By Otiato Guguyu | October 28th 2018
Farmers at rice farms in Mwea.

Mwea rice farmers want the Government to control imports to keep prices stable as they wait to harvest in a month’s time.

The demand could be hard to implement given that about 90 per cent of the rice consumed locally is imported, a good chunk from Pakistan - Kenya’s main tea market.

The farmers say to break even on leased land, they need to make Sh52 per kilo and Sh30 per kilo on own farm.

Mwea Irrigation Scheme covers 20,000 acres with an additional 6,000 acres by private outgrowers.

Last year, they sold rice between Sh62 and Sh72 a kilo after demand picked up.

Chairman of Irrigation Water Users Association Moris Mutugi said imports flooding the market will hurt earnings if not controlled.

“We are expecting a bumper harvest and we foresee struggle to get market.

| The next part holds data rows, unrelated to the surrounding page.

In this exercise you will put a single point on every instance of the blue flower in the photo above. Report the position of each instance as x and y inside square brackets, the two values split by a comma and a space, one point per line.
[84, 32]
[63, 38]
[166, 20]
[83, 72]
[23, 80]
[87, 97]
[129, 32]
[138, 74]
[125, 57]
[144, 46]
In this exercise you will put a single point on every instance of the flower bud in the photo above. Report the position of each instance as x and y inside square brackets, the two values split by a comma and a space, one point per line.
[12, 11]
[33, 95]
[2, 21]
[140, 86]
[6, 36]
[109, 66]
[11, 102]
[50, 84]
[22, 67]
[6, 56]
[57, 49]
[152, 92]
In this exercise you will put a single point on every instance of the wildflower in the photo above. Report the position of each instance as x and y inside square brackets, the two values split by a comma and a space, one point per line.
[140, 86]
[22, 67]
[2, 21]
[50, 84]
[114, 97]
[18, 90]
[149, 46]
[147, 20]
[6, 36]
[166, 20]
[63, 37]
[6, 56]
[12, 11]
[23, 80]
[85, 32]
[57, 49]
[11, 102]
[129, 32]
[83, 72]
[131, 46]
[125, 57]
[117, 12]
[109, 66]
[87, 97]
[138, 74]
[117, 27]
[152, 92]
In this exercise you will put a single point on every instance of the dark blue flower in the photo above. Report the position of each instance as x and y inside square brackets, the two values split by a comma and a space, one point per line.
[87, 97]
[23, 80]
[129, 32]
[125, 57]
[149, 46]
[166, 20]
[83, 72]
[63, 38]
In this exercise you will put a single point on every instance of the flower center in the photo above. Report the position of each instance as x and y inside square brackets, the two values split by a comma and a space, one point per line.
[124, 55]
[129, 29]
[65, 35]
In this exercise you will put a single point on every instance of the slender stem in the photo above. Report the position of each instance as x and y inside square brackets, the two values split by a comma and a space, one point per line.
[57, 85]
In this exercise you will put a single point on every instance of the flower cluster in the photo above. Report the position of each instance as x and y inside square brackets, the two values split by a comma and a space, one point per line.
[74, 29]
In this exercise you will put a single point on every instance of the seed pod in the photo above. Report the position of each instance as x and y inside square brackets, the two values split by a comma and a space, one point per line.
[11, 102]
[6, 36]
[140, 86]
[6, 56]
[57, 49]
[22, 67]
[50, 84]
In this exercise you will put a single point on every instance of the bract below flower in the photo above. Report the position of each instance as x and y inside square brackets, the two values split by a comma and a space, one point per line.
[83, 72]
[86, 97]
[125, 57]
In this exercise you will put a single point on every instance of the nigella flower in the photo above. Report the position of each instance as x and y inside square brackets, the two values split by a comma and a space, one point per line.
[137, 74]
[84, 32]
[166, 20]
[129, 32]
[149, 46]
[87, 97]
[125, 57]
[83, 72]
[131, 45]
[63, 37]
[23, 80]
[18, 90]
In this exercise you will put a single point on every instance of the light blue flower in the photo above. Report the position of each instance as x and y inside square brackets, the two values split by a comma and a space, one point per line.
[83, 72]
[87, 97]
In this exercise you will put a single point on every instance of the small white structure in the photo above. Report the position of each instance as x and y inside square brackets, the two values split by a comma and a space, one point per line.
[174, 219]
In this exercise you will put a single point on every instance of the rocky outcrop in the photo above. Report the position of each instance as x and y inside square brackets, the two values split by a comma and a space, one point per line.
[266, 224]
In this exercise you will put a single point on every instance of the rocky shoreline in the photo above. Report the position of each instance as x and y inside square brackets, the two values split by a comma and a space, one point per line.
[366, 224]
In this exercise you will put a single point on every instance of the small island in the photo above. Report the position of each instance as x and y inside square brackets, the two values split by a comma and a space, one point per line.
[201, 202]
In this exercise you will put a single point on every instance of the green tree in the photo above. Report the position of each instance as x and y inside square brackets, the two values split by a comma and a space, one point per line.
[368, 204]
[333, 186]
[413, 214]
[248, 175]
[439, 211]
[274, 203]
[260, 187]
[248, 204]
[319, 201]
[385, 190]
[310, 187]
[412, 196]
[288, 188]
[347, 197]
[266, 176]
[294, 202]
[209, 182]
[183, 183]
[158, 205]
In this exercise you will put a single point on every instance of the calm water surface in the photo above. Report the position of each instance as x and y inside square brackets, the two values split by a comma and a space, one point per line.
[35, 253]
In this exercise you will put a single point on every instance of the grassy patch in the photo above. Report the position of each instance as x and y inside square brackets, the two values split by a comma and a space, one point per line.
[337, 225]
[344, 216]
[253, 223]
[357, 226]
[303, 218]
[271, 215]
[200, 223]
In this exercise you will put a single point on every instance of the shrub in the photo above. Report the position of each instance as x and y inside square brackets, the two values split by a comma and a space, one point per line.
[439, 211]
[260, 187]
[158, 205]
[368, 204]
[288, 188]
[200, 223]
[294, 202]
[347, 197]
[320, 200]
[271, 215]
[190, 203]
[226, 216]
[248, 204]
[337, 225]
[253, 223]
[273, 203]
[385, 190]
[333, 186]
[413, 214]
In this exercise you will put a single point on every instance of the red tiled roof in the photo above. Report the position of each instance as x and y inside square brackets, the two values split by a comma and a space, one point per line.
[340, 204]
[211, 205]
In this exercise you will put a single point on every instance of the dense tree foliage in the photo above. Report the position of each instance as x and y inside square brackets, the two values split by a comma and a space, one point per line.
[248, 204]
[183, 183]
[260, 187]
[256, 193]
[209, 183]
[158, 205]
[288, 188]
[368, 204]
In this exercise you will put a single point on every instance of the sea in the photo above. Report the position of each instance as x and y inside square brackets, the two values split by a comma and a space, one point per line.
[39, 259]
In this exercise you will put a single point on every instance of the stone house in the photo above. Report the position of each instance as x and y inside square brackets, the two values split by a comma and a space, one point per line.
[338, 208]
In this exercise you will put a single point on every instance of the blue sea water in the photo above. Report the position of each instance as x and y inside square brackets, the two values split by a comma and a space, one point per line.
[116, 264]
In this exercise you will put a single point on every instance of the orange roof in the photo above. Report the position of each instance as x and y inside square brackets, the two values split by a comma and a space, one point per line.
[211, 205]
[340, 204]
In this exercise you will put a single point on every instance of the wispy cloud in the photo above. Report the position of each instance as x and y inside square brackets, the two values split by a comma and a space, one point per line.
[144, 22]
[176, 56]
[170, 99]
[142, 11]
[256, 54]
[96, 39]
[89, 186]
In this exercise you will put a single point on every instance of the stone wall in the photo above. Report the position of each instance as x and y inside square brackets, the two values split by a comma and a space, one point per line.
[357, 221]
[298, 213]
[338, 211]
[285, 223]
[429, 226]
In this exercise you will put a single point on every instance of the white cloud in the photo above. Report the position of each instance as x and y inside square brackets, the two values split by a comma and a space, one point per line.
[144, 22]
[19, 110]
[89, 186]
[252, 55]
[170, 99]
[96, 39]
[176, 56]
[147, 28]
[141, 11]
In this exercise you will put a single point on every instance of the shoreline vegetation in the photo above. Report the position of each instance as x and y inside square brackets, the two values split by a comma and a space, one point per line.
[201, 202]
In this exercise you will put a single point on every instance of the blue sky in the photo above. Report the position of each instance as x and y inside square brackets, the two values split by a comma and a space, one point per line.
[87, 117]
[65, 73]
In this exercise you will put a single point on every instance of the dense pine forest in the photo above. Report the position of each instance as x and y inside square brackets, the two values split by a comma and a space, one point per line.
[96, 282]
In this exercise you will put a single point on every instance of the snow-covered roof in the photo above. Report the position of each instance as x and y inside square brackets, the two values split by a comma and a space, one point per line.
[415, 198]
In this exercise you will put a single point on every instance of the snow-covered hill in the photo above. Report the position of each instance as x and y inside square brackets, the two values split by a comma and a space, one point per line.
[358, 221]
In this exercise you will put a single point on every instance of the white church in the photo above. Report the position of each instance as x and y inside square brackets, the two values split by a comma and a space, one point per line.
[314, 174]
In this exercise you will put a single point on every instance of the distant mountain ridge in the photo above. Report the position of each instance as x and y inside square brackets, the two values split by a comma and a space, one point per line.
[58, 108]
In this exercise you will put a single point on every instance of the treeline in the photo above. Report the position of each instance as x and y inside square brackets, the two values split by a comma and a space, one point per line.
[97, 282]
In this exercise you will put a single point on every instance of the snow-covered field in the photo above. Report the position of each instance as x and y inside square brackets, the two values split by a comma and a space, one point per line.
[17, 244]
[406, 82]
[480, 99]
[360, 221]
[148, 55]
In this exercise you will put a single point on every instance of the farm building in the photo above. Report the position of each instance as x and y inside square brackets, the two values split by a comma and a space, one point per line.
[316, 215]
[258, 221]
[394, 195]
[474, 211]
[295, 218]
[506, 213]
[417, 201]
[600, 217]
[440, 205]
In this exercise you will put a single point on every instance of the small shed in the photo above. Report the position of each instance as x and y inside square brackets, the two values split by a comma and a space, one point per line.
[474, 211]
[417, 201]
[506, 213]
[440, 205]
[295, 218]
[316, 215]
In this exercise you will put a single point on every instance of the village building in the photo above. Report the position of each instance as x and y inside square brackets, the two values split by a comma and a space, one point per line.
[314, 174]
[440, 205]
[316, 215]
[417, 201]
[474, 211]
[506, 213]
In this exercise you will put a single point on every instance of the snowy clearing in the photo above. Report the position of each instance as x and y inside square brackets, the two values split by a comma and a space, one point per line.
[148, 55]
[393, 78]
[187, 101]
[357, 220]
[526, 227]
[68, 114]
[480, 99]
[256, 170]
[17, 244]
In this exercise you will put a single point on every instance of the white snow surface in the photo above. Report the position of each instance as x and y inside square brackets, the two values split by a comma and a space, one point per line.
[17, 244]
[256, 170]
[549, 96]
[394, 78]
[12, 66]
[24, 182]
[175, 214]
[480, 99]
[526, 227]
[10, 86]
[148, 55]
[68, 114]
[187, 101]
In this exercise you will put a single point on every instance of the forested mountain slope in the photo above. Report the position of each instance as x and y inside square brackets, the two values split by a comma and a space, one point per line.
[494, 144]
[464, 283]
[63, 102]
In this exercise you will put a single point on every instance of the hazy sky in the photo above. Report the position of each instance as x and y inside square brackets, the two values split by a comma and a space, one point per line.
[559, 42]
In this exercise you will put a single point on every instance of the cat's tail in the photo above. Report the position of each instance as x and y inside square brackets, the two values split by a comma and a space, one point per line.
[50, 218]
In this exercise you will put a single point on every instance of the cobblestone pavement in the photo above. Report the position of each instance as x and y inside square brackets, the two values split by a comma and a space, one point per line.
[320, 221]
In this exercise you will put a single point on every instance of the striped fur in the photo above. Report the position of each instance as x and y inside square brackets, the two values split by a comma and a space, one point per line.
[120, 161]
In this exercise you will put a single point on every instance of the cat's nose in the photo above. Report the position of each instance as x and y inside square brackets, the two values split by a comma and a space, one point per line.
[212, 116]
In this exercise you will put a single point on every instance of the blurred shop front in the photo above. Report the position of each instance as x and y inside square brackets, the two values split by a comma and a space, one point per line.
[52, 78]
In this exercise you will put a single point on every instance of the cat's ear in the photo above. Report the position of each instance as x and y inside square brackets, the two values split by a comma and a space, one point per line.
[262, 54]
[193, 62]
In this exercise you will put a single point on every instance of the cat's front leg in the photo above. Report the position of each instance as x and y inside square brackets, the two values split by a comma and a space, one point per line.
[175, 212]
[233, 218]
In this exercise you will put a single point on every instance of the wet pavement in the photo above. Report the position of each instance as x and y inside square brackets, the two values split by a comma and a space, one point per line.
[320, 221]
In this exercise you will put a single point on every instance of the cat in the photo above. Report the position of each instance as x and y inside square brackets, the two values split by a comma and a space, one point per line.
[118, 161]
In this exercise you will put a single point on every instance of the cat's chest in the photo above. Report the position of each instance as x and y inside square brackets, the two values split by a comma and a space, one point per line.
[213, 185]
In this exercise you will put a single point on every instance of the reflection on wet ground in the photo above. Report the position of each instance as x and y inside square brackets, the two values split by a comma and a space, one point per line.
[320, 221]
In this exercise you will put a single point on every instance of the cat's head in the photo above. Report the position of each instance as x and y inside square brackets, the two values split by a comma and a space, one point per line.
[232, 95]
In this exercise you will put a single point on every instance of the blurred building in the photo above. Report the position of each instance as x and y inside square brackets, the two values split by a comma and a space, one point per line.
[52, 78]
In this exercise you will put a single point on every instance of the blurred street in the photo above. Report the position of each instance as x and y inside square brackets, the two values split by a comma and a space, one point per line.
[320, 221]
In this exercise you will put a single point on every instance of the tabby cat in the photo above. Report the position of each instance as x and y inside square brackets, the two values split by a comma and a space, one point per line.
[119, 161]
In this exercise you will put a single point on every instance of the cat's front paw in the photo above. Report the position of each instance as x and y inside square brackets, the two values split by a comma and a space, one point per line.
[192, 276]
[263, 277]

If imports must come, then they should not be brought here to compete with ours,” he said.

Kenya imported 625,000 tonnes of rice last year compared to 507,999 in 2016.


Rice production is estimated at 160,000 tonnes against a consumption of 450,000 tonnes.

Irrigation Principal Secretary Fred Segor said while the Government could not clamp down on imports, it would ensure importers paid requisite duty that would make Kenyan rice competitive.

“One important issue is when farmers produce they spend money and have to get money so marketing is important,” he said.

“We are in a free market so you cannot stop but there is mechanism for duties which should make rice competitive.”

He blamed the cheap imports on loopholes where the Government is not able to tax the rice, and counterfeits. He also challenged farmers to increase productivity to bridge the deficit.

Mwea farmers are currently producing are expecting to reap 90,000 tonnes this year.